View 1: (my view): reading uninitizlied memory = I get garbage values; but nothing else bad happens

View 2: (your view): reading uninitialized memory is completely undefined; it is perfectly valid for LLVM to do rm -rf ~ when the code asks to read uninitialized memory

I.e. a single uninitilzied memory read invalidates everything else.

Have I captured the point you are making?

===

If so, this is a lot more serious than I thought. In this case, is there a way to tell Rust structs to “zero all padding” ?


#17

Coincidentally, there’s a contemporaneous post on IRLO that addresses this topic. The underlying problem is that rustc uses a hyper-optimizing back-end (LLVM) to generate wasm code. It is likely that, in this case and on CPUs more recent than Itanium, your approach will work. Unfortunately, in the presence of UB that can’t be guaranteed.
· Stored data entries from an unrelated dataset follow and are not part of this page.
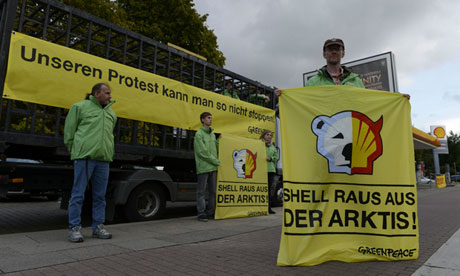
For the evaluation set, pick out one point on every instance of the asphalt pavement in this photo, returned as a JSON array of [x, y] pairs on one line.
[[245, 246]]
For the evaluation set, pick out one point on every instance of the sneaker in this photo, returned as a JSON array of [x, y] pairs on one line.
[[75, 235], [101, 233]]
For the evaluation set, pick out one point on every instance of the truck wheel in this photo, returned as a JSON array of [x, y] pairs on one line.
[[146, 202], [277, 199]]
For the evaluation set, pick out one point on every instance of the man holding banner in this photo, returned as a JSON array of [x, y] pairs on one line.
[[88, 135], [205, 147]]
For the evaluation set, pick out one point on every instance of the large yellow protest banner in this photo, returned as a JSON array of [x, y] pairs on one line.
[[45, 73], [242, 187], [349, 176]]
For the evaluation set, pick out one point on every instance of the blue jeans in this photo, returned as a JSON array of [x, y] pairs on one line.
[[206, 179], [98, 174]]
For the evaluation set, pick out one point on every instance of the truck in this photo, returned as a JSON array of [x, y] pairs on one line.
[[153, 163]]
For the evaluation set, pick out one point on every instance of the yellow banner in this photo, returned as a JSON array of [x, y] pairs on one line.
[[46, 73], [349, 177], [242, 187], [441, 181]]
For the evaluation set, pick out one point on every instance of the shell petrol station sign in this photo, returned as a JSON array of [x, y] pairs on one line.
[[440, 133]]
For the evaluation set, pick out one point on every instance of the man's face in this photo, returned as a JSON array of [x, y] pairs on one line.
[[207, 121], [333, 54], [104, 96]]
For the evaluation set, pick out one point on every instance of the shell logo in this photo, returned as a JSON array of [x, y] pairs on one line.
[[439, 132], [349, 140], [244, 162]]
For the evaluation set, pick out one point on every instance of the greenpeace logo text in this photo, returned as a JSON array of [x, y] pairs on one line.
[[388, 252]]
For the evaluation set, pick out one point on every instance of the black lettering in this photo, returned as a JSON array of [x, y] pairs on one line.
[[288, 217], [47, 60], [336, 219], [67, 65], [112, 74], [56, 62], [23, 55], [86, 70], [403, 223], [368, 219], [351, 215], [142, 85], [410, 198]]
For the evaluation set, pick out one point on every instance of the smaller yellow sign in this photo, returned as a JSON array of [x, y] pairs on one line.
[[242, 186], [441, 181]]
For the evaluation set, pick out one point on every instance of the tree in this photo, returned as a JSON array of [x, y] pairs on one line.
[[174, 21]]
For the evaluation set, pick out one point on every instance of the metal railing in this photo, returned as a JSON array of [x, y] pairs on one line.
[[40, 125]]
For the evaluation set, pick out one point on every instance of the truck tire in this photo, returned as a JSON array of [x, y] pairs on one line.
[[277, 199], [146, 202]]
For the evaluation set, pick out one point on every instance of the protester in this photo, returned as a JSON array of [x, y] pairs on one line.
[[88, 135], [229, 92], [272, 158], [205, 147], [257, 97], [333, 73]]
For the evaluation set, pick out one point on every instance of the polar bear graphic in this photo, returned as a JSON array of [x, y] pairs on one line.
[[244, 162], [349, 140]]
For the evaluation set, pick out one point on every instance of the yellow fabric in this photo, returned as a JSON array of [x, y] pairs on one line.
[[45, 73], [349, 176], [441, 181], [241, 191]]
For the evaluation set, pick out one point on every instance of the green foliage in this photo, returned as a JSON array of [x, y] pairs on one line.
[[453, 142], [174, 21]]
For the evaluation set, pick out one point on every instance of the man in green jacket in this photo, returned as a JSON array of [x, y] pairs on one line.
[[205, 148], [88, 135], [333, 73]]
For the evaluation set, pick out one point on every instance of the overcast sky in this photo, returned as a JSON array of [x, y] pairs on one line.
[[275, 41]]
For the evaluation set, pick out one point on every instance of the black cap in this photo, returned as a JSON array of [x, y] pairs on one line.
[[333, 41]]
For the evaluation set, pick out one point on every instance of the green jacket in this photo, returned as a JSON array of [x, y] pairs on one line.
[[205, 146], [88, 131], [272, 152], [229, 94], [323, 78]]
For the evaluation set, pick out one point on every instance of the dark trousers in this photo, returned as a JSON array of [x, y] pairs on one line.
[[271, 180]]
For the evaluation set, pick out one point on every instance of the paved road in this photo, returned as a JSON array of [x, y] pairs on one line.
[[183, 246], [38, 214]]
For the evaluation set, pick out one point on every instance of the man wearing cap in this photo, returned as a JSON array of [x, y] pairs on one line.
[[333, 73]]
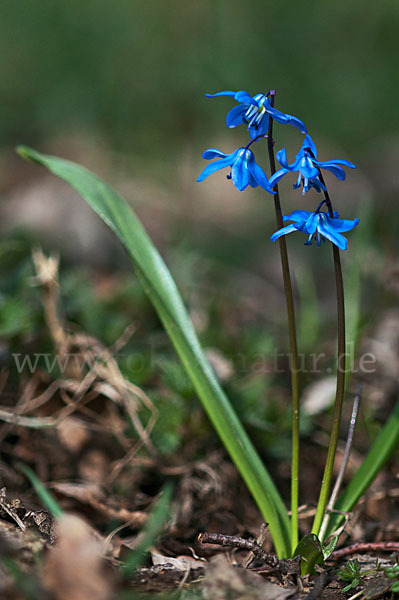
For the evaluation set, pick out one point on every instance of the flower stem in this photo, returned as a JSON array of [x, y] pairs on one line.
[[340, 390], [293, 343]]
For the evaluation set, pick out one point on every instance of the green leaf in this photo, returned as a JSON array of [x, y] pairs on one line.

Many of us would like to have a safe way to get read-access to arbitrary structs as [u8]. For structs we control, we usually use #[repr(C)] and order the struct’s fields with attention to meeting the alignment requirements of multi-byte types. Sometimes we have to add dummy fields to ensure those alignment requirements are met, then remember to initialize those dummy fields as well. That’s a case where the Default trait and the compiler’s optimizations come in handy; usually the result is a very-efficient memzero of the object’s storage.


#18

So the suggested solution is:

  1. use repr(C) (which I am also doing) and
  2. when there is padding forced due to alignment due to multi-byte types, add dummy fields – this doesn’t eliminate “padding”, it just makes the padding “explicit”, which forces them ot be initialized when we construct it as Rust types

?


#19

This is such a common misconception that it’s called out explicitly in the LLVM docs. You should probably read through https://llvm.org/docs/LangRef.html#undefined-values

I’ve also talked about this before, such as in

And it’s come up in other threads, like


Reading uninitialized value vs undefined behaviour
Function/method/idiom for in-place substitution using previous value
#20

From my knowledge (maybe too little) use read_volatile can get around some UB detection/optimization.

pub fn any_to_u8<'a, T>(v: &'a Vec<T>) -> &'a [u8] {
    unsafe { std::slice::from_raw_parts(
         std::ptr::read_volatile(&(v.as_ptr() as *const u8)),
         v.len() * std::mem::size_of::<T>()) }
}

Even if it compiles to legitimate code it still risks being unsound to use.